Friday, 21 November 2025

IFFR 2026: First Cinema Regained Titles Announced

An image from the film Tracing to Expo '70. A group of people standing inside an enclosed walkway are looking out of its large windows.

International Film Festival Rotterdam has unveiled its first selections for Cinema Regained, IFFR’s realm for rethinking film history, which will once again present recent restorations and works that offer new perspectives on cinema’s past.  Celebrating their world premieres at IFFR 2026 as part of the Cinema Regained programme will be Hungarian avant-garde master Péter Lichter’s The Thing in the Coffin (2026)—an appropriated footage version of Bram Stoker’s Dracula—and Ryan A. White and A.P. Pickle’s doc Mickey & Richard (2026).


Among the restorations featured, audiences will discover Tracing to Expo '70 (1970)—a dazzling mix of musical, travelogue and mystery, which looks at the first World Exposition held in Asia—and Gerald Potterton’s Tiki Tiki (1971), a crazy meta-movie featuring animated monkeys making a live-action Soviet-style fantasy epic.  Additional restorations will come from Brazil, Mexico and the Czech Republic, while further attempts at making new sense of film history will be provided by directors from Germany, France and Italy.

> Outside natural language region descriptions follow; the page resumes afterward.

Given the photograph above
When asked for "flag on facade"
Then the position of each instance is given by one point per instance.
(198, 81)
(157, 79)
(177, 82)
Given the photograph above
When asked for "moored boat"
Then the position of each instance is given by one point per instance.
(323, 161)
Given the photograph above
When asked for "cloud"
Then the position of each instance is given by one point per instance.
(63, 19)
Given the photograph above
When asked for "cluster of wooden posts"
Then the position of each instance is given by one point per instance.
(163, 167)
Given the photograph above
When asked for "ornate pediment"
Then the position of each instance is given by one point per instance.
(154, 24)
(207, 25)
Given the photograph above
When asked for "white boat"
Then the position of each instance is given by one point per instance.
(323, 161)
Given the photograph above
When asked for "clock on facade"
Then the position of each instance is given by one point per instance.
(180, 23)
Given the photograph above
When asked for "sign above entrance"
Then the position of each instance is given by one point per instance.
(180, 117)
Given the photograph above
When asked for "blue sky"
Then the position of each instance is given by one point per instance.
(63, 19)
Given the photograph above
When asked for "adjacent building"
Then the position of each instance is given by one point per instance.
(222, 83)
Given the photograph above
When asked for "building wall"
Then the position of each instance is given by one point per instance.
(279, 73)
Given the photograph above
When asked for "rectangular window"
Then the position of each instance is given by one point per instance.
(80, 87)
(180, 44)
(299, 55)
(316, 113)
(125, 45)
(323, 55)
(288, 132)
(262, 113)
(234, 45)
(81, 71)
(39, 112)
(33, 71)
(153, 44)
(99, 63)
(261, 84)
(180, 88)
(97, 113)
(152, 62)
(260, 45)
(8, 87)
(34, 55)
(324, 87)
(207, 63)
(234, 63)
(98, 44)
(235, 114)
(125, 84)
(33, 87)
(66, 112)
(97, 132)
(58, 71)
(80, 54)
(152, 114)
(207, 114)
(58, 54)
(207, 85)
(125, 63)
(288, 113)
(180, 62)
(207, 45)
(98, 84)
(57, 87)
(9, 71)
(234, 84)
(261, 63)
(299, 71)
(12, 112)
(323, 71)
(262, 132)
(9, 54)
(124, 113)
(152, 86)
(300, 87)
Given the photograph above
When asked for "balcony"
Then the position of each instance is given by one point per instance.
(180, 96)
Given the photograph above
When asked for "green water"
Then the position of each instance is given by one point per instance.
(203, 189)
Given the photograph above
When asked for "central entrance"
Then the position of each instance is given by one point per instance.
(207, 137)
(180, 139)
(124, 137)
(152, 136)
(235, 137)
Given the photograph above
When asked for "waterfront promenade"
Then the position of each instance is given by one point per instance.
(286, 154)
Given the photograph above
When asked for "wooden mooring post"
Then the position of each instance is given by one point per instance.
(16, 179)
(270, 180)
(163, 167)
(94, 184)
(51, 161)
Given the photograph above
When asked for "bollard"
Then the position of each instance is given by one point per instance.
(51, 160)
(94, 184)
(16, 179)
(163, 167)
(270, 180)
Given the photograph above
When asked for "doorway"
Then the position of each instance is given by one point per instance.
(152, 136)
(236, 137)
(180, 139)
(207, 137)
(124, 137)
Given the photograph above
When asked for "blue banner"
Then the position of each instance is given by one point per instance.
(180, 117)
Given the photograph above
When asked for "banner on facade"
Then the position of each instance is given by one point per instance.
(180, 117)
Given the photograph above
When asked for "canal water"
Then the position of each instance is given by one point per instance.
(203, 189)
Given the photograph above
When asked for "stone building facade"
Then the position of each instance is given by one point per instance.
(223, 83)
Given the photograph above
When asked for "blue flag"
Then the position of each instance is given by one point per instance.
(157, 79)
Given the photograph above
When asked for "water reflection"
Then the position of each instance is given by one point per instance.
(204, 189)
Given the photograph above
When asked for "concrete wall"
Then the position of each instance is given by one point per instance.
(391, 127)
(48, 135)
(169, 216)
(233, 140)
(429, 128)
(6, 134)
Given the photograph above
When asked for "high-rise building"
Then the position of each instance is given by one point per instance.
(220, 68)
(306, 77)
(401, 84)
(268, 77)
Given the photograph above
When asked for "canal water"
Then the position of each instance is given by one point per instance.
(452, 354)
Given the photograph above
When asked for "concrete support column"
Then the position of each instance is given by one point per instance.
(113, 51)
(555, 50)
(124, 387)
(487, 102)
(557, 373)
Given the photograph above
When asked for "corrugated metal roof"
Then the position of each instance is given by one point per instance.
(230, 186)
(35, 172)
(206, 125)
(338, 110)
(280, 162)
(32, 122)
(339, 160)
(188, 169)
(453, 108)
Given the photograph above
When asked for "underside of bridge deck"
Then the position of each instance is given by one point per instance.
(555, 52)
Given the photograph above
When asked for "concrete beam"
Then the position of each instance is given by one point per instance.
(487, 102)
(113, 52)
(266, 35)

Vanja Kaludjercic, Festival Director at IFFR, said: "Cinema Regained reflects the way IFFR approaches cinema: by returning to works and histories that deserve a more attentive place in the conversation.  Cinema Regained continues to open up new ways of reading the past, presenting restorations, archival discoveries and experiments that shift how we understand film history.  This programme offers audiences a perspective that is informed, curious and grounded in the belief that cinema’s past remains essential to how we read the present".